Characteristics of exacerbators in the US Bronchiectasis and NTM Research Registry: a cross-sectional study

Nicole C. Lapinel, LSU Health Sciences Center - New Orleans
Radmila Choate, University of Kentucky College of Public Health, Lexington, KY
Timothy R. Aksamit, Mayo Clinic, Rochester, MN
Joseph Feliciano, Insmed Incorporated, Bridgewater, NJ
Kevin L. Winthrop, Oregon Health and Science University, Portland, OR
Andreas Schmid, University of Kansas Medical Center, Kansas City, KS
Sebastian Fucile, Insmed Incorporated, Bridgewater, NJ
Mark L. Metersky, University of Connecticut School of Medicine, Farmington, CT

Abstract

BACKGROUND: Exacerbations of noncystic fibrosis bronchiectasis (bronchiectasis) are associated with reduced health-related quality of life and increased mortality, likelihood of hospitalisation and lung function decline. This study investigated patient clinical characteristics associated with exacerbation frequency. METHODS: A cross-sectional cohort study of patients ≥ 18 years with bronchiectasis enrolled in the US Bronchiectasis and Nontuberculous Mycobacteria (NTM) Research Registry (BRR) September 2008-March 2020. Patients were stratified by exacerbation frequency in their 2 years before enrolment.
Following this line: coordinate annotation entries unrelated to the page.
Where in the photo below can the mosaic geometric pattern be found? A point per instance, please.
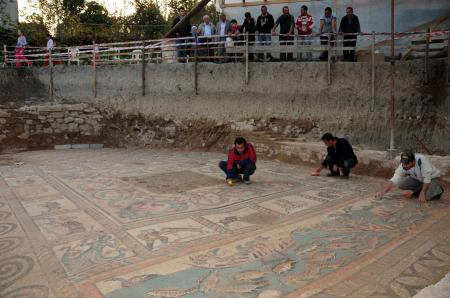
(150, 223)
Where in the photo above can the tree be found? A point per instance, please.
(209, 9)
(35, 32)
(72, 7)
(147, 21)
(95, 13)
(7, 29)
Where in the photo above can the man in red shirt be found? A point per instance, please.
(305, 23)
(241, 161)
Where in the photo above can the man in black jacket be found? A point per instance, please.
(350, 24)
(181, 34)
(287, 25)
(249, 26)
(340, 157)
(264, 25)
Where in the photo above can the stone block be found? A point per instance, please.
(76, 107)
(85, 127)
(57, 115)
(63, 147)
(89, 110)
(80, 146)
(52, 108)
(95, 146)
(73, 127)
(48, 130)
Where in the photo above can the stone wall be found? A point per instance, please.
(41, 126)
(287, 91)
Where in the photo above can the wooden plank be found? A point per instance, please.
(282, 49)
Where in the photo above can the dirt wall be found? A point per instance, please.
(288, 91)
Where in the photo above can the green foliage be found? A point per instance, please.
(94, 13)
(72, 7)
(209, 9)
(147, 22)
(35, 33)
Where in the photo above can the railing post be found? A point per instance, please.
(329, 59)
(246, 59)
(427, 49)
(94, 66)
(50, 63)
(143, 68)
(5, 53)
(448, 57)
(392, 85)
(196, 66)
(372, 94)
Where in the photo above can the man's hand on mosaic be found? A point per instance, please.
(379, 195)
(422, 198)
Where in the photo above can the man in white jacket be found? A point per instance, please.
(415, 173)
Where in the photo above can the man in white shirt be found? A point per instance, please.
(223, 26)
(205, 31)
(416, 174)
(49, 42)
(49, 47)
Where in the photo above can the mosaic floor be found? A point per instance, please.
(143, 223)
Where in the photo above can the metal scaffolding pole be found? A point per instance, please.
(392, 85)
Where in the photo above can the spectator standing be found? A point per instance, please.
(233, 33)
(264, 25)
(287, 23)
(249, 26)
(206, 30)
(20, 50)
(305, 24)
(349, 24)
(223, 26)
(182, 34)
(328, 29)
(48, 48)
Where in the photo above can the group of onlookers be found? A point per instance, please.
(22, 44)
(217, 36)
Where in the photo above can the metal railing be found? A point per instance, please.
(230, 48)
(241, 48)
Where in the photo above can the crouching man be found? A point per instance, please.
(417, 175)
(340, 157)
(241, 161)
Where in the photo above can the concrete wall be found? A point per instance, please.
(289, 91)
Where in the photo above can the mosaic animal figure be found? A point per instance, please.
(133, 281)
(171, 293)
(93, 252)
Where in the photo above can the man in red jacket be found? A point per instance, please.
(305, 24)
(241, 161)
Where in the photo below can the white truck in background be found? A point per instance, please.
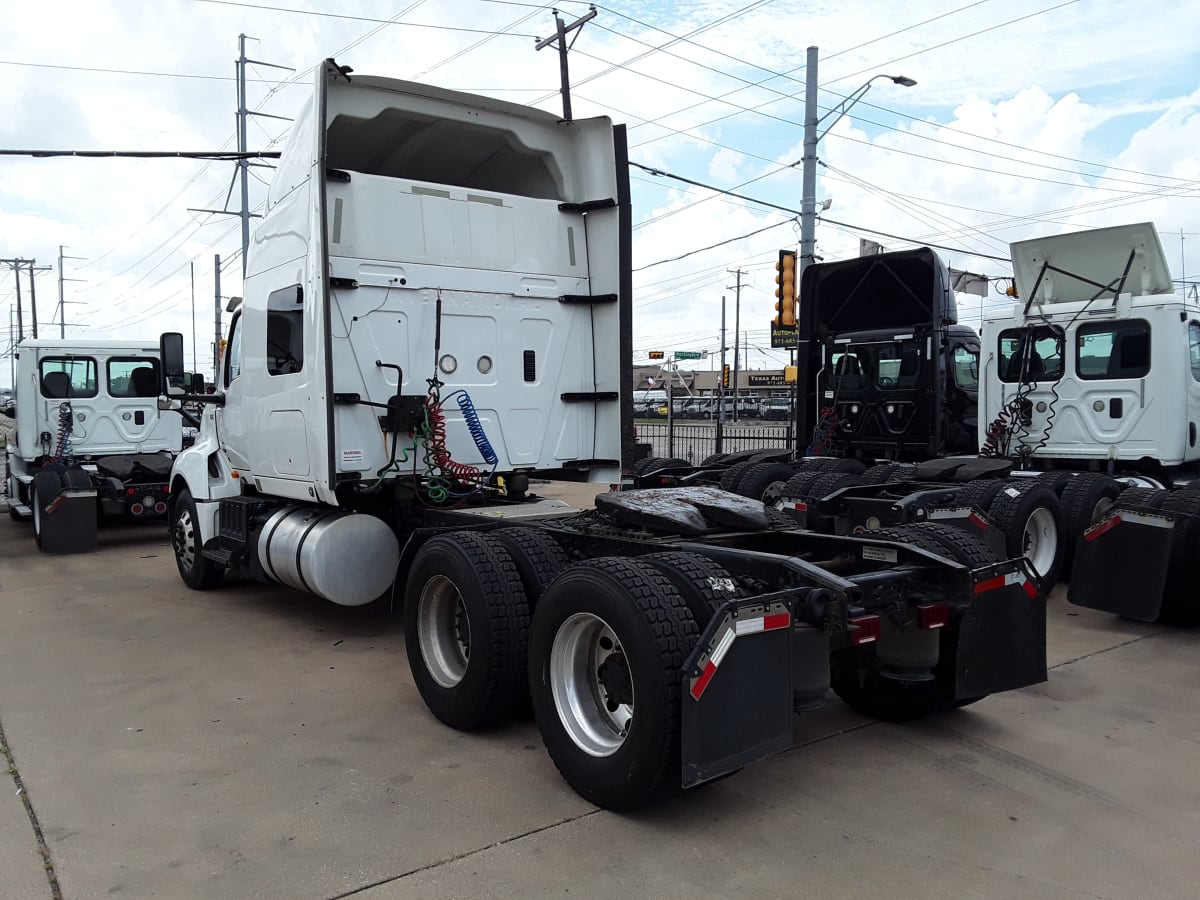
(438, 307)
(89, 441)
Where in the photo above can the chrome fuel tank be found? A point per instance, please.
(347, 558)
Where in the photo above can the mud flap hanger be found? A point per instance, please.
(1001, 635)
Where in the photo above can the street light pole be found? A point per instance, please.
(811, 138)
(809, 214)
Patient demographics, respiratory symptoms, healthcare resource utilisation, microbiology, modified bronchiectasis severity index (mBSI) and select comorbidities were collected at enrolment. Patient characteristics associated with exacerbation frequency were assessed using a negative binomial model. RESULTS: The study included 2950 patients (mean age 65.6 years; 79.1% female). Frequency of moderate to severe airway obstruction (forced expiratory volume in 1 s (FEV) % predicted <50%; most recent measure) was 15.9%, 17.8%, and 24.6% in patients with 1, 2, and ≥ 3 exacerbations versus 8.9% in patients with 0 exacerbations; severe disease (mBSI) was 27.8%, 24.2% and 51.1% versus 13.2%; respiratory hospitalisation was 24.5%, 33.0% and 36.5% versus 4.1%; and Pseudomonas aeruginosa infection was 18.8%, 23.4% and 35.2% versus 11.9%. In multivariable model analysis, respiratory hospitalisation, cough, haemoptysis, P. aeruginosa, younger age, lower FEV% predicted, asthma, and gastro-oesophageal reflux disease were associated with more exacerbations. CONCLUSIONS: These findings demonstrate a high disease burden, including increased respiratory symptoms, healthcare resource utilisation, and P. aeruginosa infection in patients with bronchiectasis and multiple exacerbations.